Prezydent Duda: wesprę w kampanii tych, którzy będą realizowali to, co dla mnie ważne
"Zależy mi na tym, by polskie sprawy były dobrze prowadzone. Wesprę tych, którzy będą realizowali to, co dla mnie ważne" - powiedział w tygodniku "Sieci" prezydent Andrzej Duda, pytany, czy wesprze Zjednoczoną Prawicę w kampanii wyborczej.
Prezydent pytany w wywiadzie, czy wesprze Zjednoczoną Prawicę w kampanii, odparł, że wesprze tych, którzy będą realizowali to, co dla niego jest ważne.
"Chyba dla nikogo nie jest tajemnicą, jakiego państwa polskiego chcę, jak chciałbym, by nasz kraj był traktowany z zewnątrz i w jakim kierunku powinien zmierzać. Mam nadzieję, że jest to spójna wizja i chciałbym, by dalej była realizowana" - podkreślił Andrzej Duda.

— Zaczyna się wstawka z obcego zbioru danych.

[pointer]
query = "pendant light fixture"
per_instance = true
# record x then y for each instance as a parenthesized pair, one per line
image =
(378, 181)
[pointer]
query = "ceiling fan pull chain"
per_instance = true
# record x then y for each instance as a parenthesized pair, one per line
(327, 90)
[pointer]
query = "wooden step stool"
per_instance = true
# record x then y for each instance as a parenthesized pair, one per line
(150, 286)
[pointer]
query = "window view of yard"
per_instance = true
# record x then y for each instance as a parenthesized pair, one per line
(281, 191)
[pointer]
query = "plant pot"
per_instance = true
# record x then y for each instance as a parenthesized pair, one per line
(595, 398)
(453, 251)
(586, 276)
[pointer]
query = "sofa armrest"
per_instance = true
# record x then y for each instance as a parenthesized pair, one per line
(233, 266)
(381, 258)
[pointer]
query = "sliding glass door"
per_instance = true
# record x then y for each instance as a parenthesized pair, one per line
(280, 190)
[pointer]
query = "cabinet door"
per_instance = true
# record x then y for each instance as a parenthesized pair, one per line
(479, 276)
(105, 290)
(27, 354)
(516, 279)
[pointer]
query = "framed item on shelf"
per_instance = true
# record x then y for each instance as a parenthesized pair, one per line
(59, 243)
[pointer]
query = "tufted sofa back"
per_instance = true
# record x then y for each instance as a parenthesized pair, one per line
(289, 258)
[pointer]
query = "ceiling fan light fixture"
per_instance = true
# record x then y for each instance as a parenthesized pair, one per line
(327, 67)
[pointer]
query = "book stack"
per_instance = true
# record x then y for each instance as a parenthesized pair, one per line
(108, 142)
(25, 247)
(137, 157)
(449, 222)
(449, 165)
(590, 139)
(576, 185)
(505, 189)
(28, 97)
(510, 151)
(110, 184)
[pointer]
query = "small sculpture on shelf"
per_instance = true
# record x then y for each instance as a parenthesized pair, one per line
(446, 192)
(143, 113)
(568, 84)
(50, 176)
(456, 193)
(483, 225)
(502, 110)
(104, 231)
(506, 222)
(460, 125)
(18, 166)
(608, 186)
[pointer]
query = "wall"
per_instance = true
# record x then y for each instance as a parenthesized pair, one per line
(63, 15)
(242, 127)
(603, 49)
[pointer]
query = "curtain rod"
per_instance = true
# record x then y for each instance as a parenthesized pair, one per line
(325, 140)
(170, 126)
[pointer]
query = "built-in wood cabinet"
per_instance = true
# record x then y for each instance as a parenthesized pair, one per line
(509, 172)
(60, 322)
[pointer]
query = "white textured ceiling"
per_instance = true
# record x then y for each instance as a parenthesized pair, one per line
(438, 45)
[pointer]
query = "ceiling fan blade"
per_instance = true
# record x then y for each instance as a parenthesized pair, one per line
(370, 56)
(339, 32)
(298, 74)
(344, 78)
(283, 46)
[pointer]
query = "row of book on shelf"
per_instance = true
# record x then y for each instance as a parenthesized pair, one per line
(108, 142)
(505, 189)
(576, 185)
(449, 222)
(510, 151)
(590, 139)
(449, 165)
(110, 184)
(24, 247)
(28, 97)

"W obecnej sytuacji liczy się sprawne państwo"
Jak powiedział, "atakowanie rządzących jest zbójeckim prawem opozycji". "Czy to robi uczciwie, czy w trudnych czasach powinna z tego prawa korzystać - to jest inna sprawa" - dodał. Zaznaczył też, że w obecnej sytuacji liczy się sprawne państwo. "Osobiście wolę silną władzę centralną, ale ze sprawnym samorządem. Nie może być jednak tak, że samorządowcy uznają, że mogą zastępować władze państwowe i ingerują w ważne kwestie ogólnopaństwowe. Mają się zajmować sprawami lokalnymi. Ale najważniejsze jest rozumienie interesu Polski jako całości" - wskazał prezydent.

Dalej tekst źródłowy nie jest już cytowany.